Based on a recent survey for the Deloitte & ArtTactic Art & Finance Report 2021, 21% of collectors said that they were interested in investing in art through a fractional ownership model, with a significantly higher, 43%, of collectors under 35 years old saying the same. The pandemic seems to have been a catalyst for changing attitudes towards art investment, and corresponds to the growth we have seen in both the art market and the fractional art investment industry over the last 18 months.

 

So will the boom in fractional art ownership continue?

 

As the emotional component of art ownership is largely stripped out when you invest in a share of an artwork, the investment behaviour is likely to mimic that of any traditional investment. Bull markets will attract more investors and bear markets will likely see investors running for the exit.

 

What does this mean for the fractional art investment market? The demand is likely to continue as long as the art market remains as robust as it is now.
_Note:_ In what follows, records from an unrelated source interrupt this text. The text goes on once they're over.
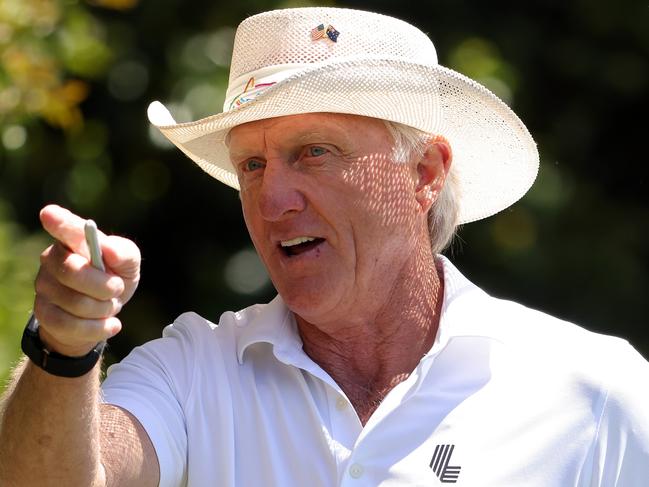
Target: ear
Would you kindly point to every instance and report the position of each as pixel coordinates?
(432, 170)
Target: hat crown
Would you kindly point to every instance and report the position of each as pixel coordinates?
(283, 37)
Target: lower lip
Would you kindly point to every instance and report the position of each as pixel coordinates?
(313, 253)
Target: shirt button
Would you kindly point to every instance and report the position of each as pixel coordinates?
(356, 470)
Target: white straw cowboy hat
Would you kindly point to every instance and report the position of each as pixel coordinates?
(305, 60)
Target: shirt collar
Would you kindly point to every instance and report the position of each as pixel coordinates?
(274, 323)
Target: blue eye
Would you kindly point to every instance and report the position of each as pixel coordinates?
(316, 151)
(252, 165)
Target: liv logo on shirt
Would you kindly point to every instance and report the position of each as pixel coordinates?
(447, 474)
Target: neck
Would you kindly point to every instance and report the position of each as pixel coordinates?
(369, 355)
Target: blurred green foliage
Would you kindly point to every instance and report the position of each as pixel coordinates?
(76, 77)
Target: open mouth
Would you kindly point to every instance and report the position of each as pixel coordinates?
(299, 245)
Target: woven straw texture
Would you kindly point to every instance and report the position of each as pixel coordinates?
(379, 67)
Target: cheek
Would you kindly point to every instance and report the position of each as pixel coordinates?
(385, 191)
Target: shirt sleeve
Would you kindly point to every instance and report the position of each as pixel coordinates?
(152, 383)
(621, 447)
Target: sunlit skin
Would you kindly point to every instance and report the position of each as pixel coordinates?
(366, 293)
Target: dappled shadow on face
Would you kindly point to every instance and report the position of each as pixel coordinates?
(405, 282)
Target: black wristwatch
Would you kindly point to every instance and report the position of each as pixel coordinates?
(52, 362)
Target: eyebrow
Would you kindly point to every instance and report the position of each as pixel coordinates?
(306, 137)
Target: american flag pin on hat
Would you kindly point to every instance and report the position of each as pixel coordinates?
(322, 32)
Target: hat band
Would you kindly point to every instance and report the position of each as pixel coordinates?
(249, 86)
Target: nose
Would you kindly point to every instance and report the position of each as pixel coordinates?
(280, 196)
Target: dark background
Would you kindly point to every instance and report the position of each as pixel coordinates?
(575, 72)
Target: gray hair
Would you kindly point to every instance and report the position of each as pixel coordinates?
(443, 214)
However, so far, the fractional ownership market has been in a honeymoon period, where the post-pandemic art market recovery has fuelled art sales and prices, and most fractional ownership investors are yet to experience the chill of a market downturn, where liquidity dries up and prices fall (yes, prices of art can go down!).

 

To make profit from art, the following ingredients are essential: expertise and knowledge, keeping costs to a minimum, good timing, access to inventory (preferably at below-market prices), access to buyers and the ability to take a long-term view and ride out any down-cycles. Those that were spooked by the financial crisis in 2008 and the pandemic in 2020, would have been better off sitting tight, as the art market showed strong resilience in both cases, and recovered within a 12–18 month period. Recent analysis by ArtTactic looking at artworks with repeat auction sales in recent New York Marquee auctions in May, shows a positive correlation between the amount of time the artwork was kept away from the public market and the return on the investment. Among the 50 lots kept away from the auction market between 10 and 30 years, 49 sold with a positive average annual return of 8.8% (not adjusted for inflation). However, artworks kept away from the market for less than 10 years showed a more volatile performance, with 5 out of 13 lots seeing a negative return (see graph below).

 

Fractional Ownership of Art ArtTactic

Source: ArtTactic

 

 

One of the main challenges for fractional investment platforms right now, is that they are acquiring art at price levels that are reaching a historic high, and if you add the transaction costs to this (i.e. buyer’s premium if bought at auction, fees for regulatory listings, management fees and share of profits, if any), art prices need to keep going up much further before investors can expect any profits. If this doesn’t happen, investors need to brace themselves for the long haul, and hope that history keeps repeating itself.